Récemment, une proposition de loi visant à renforcer la lutte contre la corruption déposée en octobre 2021 prévoit d’étendre encore la CJIP à l’infraction de favoritisme et de renforcer les droits de la personne morale au cours de la négociation de la CJIP. Cette volonté de faire de la justice négociée le droit commun, malgré les inconvénients et dangers dénoncés, dans une logique économique, et ce même en cas d’infractions particulièrement graves portant atteinte aux droits de l’homme et à l’environnement, doit être endiguée. Son existence ne saurait pallier le problème essentiel de manque de moyens de la justice.

Si la CJIP permet à l’État de recouvrer de l’argent rapidement, avec des amendes d’un montant relativement faible, il faut rappeler que les dommages causés par la corruption, la fraude, les atteintes aux droits humains et à l’environnement sont particulièrement graves.

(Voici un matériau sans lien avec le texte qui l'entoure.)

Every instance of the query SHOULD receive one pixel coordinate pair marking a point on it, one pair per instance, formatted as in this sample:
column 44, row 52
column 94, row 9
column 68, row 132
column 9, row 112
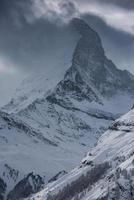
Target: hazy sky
column 35, row 34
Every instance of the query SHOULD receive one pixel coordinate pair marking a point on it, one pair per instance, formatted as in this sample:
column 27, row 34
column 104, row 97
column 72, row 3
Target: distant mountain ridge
column 106, row 173
column 60, row 119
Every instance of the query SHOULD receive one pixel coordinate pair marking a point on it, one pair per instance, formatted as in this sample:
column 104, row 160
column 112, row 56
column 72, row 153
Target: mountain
column 106, row 173
column 63, row 115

Ils portent atteinte à l’intérêt public, au développement des États au détriment des populations et nécessitent une réponse pénale juste et intransigeante.

 

Notes

1. Association Sherpa, La responsabilité environnementale ne se négocie pas !, tribune parue dans Le Monde, 8 déc. 2020 ; L. Rousseau et M. Méric, Les inconvénients de la justice négociée en matière de criminalité financière, Dalloz actualité, 2 juin 2020 ; Association Sherpa, Non à une justice négociée qui « permettrait aux fraudeurs d’acheter leur innocence », tribune, 17 sept. 2018.

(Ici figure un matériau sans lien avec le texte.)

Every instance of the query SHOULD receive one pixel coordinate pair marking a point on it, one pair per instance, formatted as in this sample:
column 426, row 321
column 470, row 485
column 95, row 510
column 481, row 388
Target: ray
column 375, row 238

2. Paris, ord. de validation d’une CJIP, 17 déc. 2021, n° 111-2021 ; CJIP conclue entre le procureur de la République et la société LVMH, 15 déc. 2021.

3. Riom, ord. de validation d’une CJIP, 16 déc. 2021, n° parquet 21068000009 ; CJIP conclue entre le procureur de la République et le SYMPAE, 22 nov. 2021.

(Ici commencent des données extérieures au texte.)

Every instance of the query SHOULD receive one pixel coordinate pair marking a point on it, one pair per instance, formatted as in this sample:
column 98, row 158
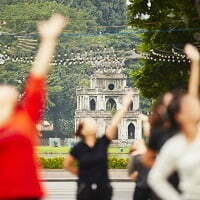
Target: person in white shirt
column 182, row 152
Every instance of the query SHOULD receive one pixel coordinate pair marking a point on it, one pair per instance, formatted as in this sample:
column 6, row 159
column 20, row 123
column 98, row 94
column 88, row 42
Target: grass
column 63, row 150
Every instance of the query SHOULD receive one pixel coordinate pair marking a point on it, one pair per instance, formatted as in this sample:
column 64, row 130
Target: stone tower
column 104, row 96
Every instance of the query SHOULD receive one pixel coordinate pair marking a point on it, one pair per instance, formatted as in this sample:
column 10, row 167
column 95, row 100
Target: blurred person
column 19, row 174
column 138, row 172
column 181, row 152
column 92, row 158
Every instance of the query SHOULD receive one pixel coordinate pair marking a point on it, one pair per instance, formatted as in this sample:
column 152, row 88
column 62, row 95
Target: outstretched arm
column 34, row 95
column 112, row 128
column 193, row 54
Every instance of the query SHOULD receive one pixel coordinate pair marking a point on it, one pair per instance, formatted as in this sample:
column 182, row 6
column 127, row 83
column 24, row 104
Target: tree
column 157, row 18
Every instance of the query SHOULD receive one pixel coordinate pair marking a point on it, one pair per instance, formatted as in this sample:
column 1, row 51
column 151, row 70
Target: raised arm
column 49, row 32
column 34, row 95
column 111, row 131
column 193, row 54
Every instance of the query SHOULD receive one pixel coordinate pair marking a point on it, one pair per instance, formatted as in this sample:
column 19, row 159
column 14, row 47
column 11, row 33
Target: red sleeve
column 34, row 98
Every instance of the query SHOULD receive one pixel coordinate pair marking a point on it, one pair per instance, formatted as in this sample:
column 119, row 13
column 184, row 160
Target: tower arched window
column 92, row 105
column 131, row 131
column 111, row 104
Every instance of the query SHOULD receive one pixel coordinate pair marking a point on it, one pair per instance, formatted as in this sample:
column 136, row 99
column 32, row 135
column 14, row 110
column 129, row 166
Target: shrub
column 57, row 163
column 52, row 163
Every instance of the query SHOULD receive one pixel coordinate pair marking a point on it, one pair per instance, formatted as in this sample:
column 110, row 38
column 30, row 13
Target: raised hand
column 51, row 28
column 192, row 52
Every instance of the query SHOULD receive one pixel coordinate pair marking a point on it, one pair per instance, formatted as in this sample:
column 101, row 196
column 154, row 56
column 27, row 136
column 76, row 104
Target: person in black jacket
column 91, row 155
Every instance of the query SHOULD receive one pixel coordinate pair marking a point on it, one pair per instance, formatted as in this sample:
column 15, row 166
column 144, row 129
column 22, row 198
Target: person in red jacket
column 19, row 177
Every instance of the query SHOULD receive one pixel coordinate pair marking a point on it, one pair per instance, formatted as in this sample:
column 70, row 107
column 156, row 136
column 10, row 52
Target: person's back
column 184, row 159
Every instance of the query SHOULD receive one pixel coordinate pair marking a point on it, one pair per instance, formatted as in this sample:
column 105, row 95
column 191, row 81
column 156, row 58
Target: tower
column 104, row 96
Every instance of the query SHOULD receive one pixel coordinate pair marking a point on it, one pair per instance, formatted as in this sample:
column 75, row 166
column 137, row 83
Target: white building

4. Riom, ord. de validation d’une CJIP, 18 févr. 2022, n° parquet 21179000045 ; CJIP conclue entre le procureur de la République et le GAEC des Beaudor, 2 janv. 2022.

5. À l’exception, en matière environnementale, « des crimes et délits contre les personnes prévues au livre II du code pénal » (C. pr. pén., art. 41-1-3).

6. Syndicat national des journalistes, La convention judiciaire LVMH : où s’arrêtera la justice du carnet de chèques ?, tribune, 17 févr. 2022.

7. S. Piel, L’affaire Squarcini ravive les tensions entre LVMH et Hermès, 19 nov. 2016.

8. CJIP conclue entre le procureur de la République et la société LVMH, 15 déc. 2021, préc.

9. SNJ, art. préc.

10. C. Eutedjian, CJIP Environnement : bilan d’étape, article, Village de Justice, 1er mars 2022.

11. Comme l’énonce le député Dominique Potier, rapporteur pour avis de la loi Sapin 2 : « En aucun cas une telle convention n’a vocation à être utilisée pour arbitrer des faits parfaitement identifiés et se déroulant sur le territoire national ».

12. Parquet national financier, Communiqué de presse du procureur de la République financier au regard de la CJIP Airbus, 31 janv. 2020.

13. CJIP conclue entre le procureur de la République et la société LVMH, 15 déc. 2021, préc.

14. CJIP conclue entre le procureur de la République et le SYMPAE, 22 nov. 2021, préc.

15. CJIP conclue entre le procureur de la République et le GAEC des Beaudor, 2 janv. 2022, préc.

16. Les QPC portent sur la conformité aux droits et libertés garantis par la Constitution du dispositif légal instaurant et fixant les conditions de la CJIP, qui constitue un mode dérogatoire et exorbitant d’extinction de l’action publique. Ce dispositif permettant une extinction de l’action publique – dès lors que la CJIP serait intégralement exécutée – sans déclaration de culpabilité ni emporter les effets d’un jugement de condamnation.

17. F. Arfi, Affaire LVMH-Squarcini : François Ruffin veut faire le procès de la justice négociée, Mediapart, 9 mai 2022 ; la loi ne prévoyant pas de possibilité de recours, le journal Fakir et François Ruffin ont formé deux recours contre la CJIP, l’un devant la Cour de cassation, l’autre devant la cour d’appel. La cour d’appel rendra sa décision le 31 mai 2022.